A few weeks had passed since I had visited Otter Falls. Well, attempted to visit the falls. I ended up turning around near some small downstream drops, deterred by a combination of black flies, summer heat, and a riverside cabin. Today I set out to approach the falls from the west in hopes to shave off some distance and minimize the chance of trespassing.
This was the first big hike for Logan with Katie gone. He was rearing to go, all bundles of puppy energy on the drive down. I drove us straight down to Alston and then over to Nisula, turning north on Pike Lake Road. There's a small maze of two-tracks that lead off of this road along the north side of Otter River and I planned to drive east along them, as some of them get pretty close to the falls. Less than a mile along the maze and the roads became too overgrown for my small car.
I parked and we headed down the grassy roads. It was cloudy out, just barely enough sunshine filtering through to get rough compass directions, so I tried to lead us correctly along the scribbles on my map. We had to go east for a while longer, then north, then cut back east, and then (hopefully) south. There was only one confusing moment when a two-track cut across our path, one that wasn't on my map, but I managed to get us pretty close to the bank of Bruno Creek. We headed down the creek's path, pushing through thick undergrowth along the bank until we finally reached Otter River.
Sounds of rushing waters drifted towards us but it was hard to tell if it was up or downstream. Going up the river only thickened the undergrowth and softened the noises. To follow Otter River down I had to get in the water, though, as the banks were too cluttered to walk along. I scooped up Logan and lowered myself knee-deep into the cool waters. It was sand underfoot and each step stirred up a bit of cloudiness in the clear waters.
We didn't spend much time in the water. One of the upper falls was just a few dozen yards downstream, so I crossed the river, tied Logan to a tree, and wandered around taking pictures. The drop was over smooth sandstone ledges, just steep enough to break the surface into foam at a few spots. They were pretty but not terribly impressive. I saw some downstream drops but there was something else there too, just on the bank: the cabin. With a sinking feeling I realized we were only a few hundred yards from my first visit and that the cabin was smack in the middle of the series of tiny waterfalls. Not only was Otter Falls small - it was definitely on private property.
It was time to head back. Wading across Otter River we followed Bruno Creek upstream in an attempt to retrace our route. I tried to make our hike easier by staying further up the bank this time, away from the thick undergrowth. There is one point when Otter River swings north, almost touching Bruno Creek, where I thought we had gotten turned around by accident. It took a few minutes of head-scratching before I figured out where we were and was able to keep us in the right direction.
When we were getting close to the logging tracks Logan made a strange noise. He was snapping and whining, as if something was bugging him. He had stepped on a nest of yellow jackets! Moving quickly I grabbed him, held him tight against my chest, and ran like the dickens.

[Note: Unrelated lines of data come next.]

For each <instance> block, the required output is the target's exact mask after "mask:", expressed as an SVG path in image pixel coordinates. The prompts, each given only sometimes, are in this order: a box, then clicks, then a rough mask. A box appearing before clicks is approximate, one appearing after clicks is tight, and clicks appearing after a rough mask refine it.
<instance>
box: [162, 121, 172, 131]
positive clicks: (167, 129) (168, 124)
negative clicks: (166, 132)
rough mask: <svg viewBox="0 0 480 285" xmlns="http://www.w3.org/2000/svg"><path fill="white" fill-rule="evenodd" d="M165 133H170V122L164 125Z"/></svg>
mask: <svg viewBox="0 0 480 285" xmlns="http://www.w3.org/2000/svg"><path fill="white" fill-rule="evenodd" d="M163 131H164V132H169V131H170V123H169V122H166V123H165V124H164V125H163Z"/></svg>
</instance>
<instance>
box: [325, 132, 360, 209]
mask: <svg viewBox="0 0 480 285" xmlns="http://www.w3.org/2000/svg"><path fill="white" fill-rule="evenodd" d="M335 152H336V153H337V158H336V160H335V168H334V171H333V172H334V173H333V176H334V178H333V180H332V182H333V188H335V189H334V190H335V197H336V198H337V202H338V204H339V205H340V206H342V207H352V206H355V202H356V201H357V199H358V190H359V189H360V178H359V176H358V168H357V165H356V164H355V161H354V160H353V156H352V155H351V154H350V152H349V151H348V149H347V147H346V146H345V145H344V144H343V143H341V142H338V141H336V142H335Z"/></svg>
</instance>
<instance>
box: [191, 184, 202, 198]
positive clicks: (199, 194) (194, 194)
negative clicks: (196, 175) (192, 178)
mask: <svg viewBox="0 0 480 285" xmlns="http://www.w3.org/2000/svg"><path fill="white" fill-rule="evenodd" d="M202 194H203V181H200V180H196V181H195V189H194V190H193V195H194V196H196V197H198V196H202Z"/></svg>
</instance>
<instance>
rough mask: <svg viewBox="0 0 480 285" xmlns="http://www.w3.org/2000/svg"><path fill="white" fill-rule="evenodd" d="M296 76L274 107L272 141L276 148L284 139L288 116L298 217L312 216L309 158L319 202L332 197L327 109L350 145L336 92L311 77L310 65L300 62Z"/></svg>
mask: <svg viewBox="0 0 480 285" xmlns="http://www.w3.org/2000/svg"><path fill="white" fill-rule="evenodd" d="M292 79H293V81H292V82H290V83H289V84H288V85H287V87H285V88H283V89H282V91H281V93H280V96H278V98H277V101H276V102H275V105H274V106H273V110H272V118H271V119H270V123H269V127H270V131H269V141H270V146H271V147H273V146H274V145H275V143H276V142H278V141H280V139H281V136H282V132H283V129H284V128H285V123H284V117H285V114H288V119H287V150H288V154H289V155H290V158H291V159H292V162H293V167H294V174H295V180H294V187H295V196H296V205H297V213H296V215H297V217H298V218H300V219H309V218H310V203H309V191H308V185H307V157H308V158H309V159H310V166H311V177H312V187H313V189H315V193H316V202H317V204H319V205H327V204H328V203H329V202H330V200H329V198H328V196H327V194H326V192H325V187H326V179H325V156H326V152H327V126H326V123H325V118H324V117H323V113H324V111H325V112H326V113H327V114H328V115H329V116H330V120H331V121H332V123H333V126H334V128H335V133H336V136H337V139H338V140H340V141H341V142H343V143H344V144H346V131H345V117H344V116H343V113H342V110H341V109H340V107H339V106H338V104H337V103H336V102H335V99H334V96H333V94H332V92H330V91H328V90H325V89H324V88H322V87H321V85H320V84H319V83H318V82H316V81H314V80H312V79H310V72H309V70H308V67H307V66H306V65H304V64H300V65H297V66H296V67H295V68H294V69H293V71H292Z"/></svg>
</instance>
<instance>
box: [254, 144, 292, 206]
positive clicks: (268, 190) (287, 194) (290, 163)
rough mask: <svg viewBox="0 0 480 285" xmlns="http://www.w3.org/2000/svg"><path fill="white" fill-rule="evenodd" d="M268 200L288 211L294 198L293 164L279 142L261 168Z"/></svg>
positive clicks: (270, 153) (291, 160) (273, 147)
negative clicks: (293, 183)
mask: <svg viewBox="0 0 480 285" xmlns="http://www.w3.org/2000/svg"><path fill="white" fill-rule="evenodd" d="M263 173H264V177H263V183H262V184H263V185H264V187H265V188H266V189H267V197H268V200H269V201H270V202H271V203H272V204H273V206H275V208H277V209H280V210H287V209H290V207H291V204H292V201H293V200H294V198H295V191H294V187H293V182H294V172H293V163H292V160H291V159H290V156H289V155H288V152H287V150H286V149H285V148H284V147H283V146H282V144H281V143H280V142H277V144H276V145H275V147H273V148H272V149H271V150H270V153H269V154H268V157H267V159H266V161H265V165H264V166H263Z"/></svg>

I didn't know how many stings it would take to bring down a small puppy but didn't want to find out.
After the cabin, thick undergrowth, and yellow jackets it was a huge relief to see a logging road again. It wasn't the same one we headed in on. That didn't matter - the small maze converged to the west near where I had parked. We made it back to my car without any more mishap and took Pike Lake Road north to M-26. Oh, and neither Logan or I had any stings, although we both had plenty of black fly bites and spent the rest of the evening picking ticks off of each other.